Notable theory xAI

Grokability in five inequalities

Paata Ivanisvili, Xinyuan Xie

Published
May 6, 2026 — 17:55 UTC
Summary length
483 words
Relevance score
70%

Problem
This preprint addresses several gaps in mathematical inequalities relevant to convex geometry and combinatorial optimization. Specifically, it presents five mathematical discoveries that enhance existing bounds and inequalities, which are crucial for theoretical advancements in areas such as functional analysis and information theory.

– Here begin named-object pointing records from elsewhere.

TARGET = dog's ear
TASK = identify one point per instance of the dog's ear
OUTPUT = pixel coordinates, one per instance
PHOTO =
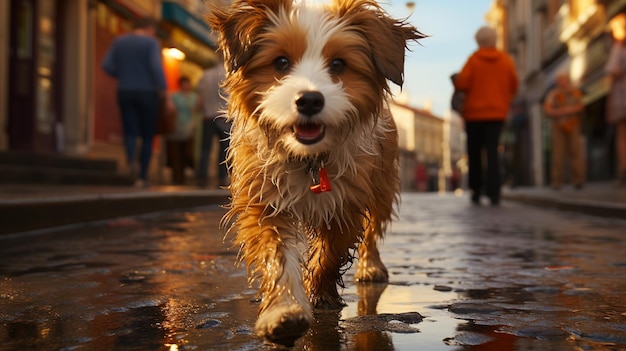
(238, 26)
(388, 37)
(389, 40)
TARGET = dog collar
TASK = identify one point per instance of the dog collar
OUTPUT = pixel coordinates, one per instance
(318, 173)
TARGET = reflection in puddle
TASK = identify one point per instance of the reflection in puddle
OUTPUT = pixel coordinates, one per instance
(170, 284)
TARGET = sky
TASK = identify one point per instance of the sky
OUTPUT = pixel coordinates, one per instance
(450, 25)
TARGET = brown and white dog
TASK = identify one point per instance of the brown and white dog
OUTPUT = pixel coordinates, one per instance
(313, 149)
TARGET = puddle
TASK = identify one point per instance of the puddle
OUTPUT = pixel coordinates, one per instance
(460, 279)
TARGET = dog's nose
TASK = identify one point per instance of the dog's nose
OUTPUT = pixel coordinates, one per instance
(310, 102)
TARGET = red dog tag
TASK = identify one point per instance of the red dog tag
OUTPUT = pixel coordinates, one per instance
(324, 184)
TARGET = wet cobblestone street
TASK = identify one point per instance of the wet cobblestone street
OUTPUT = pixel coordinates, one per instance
(507, 278)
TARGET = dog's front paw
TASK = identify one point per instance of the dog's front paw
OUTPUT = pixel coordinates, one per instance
(371, 271)
(283, 324)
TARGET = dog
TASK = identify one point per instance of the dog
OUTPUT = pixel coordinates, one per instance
(313, 150)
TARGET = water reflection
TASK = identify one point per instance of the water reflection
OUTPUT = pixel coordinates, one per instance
(169, 283)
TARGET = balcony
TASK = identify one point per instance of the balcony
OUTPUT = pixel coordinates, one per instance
(540, 5)
(552, 44)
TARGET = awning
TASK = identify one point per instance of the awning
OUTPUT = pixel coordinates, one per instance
(176, 14)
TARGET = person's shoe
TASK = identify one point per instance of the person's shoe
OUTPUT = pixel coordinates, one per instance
(476, 199)
(141, 184)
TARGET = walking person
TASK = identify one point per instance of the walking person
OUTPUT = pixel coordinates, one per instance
(616, 102)
(489, 81)
(214, 123)
(135, 61)
(180, 143)
(564, 105)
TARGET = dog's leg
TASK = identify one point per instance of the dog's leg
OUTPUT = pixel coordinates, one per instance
(371, 267)
(329, 252)
(273, 249)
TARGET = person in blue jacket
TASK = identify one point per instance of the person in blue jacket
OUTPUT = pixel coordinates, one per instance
(134, 59)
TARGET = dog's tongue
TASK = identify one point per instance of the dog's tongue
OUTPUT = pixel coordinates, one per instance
(308, 131)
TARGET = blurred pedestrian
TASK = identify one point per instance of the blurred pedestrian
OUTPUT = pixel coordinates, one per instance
(616, 102)
(134, 59)
(214, 122)
(563, 105)
(180, 143)
(490, 82)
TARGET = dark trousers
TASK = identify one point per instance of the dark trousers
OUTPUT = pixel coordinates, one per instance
(139, 110)
(214, 127)
(179, 156)
(484, 136)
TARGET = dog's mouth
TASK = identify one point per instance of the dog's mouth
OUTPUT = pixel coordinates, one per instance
(309, 133)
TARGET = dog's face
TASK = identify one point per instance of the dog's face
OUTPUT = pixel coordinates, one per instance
(309, 76)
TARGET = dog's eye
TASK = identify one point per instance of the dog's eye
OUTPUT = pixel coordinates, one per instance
(338, 66)
(282, 64)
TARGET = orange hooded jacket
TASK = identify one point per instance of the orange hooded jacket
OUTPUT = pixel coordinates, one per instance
(490, 82)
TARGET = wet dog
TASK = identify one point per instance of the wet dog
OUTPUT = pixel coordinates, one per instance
(313, 150)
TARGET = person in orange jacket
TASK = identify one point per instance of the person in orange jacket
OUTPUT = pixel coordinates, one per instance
(489, 81)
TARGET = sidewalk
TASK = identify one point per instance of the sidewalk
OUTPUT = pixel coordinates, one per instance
(33, 207)
(599, 199)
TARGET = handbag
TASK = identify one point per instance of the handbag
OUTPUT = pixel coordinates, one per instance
(167, 116)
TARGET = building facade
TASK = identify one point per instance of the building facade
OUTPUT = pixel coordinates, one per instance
(431, 147)
(549, 36)
(54, 96)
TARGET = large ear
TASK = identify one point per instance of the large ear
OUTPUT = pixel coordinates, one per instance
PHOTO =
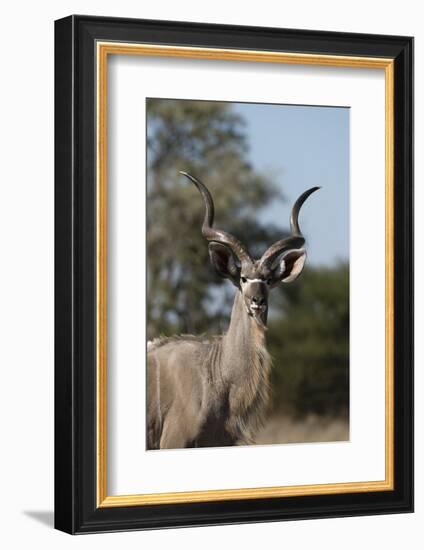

The authors aim to improve the understanding of Gaussian perimeters, moment comparisons, autoconvolution, Sidon sets, and Szarek’s inequality, which have implications for various applications in machine learning and data science.

Method
The core contributions of this work include:

  1. Maximal Gaussian Perimeter: The authors derive an improved lower bound for the maximal Gaussian perimeter of convex sets in (\mathbb{R}^n), enhancing previous results in the literature.
  2. Moment Comparison Inequalities: They establish sharper (L_2)-(L_1) moment comparison inequalities on the Hamming cube ({-1,1}^n), which are critical for understanding the behavior of high-dimensional distributions.
  3. Autoconvolution Inequality: A strengthened version of the autoconvolution inequality is presented, which has implications for the convolution of probability measures.
  4. Sidon Sets: The authors provide improved asymptotic bounds on the size of the largest (g)-Sidon sets in the finite set ({1,\dots,n}), which is relevant for combinatorial number theory.
  5. Balanced Szarek’s Inequality: They derive an optimal version of Szarek’s inequality, which relates to the geometry of Banach spaces.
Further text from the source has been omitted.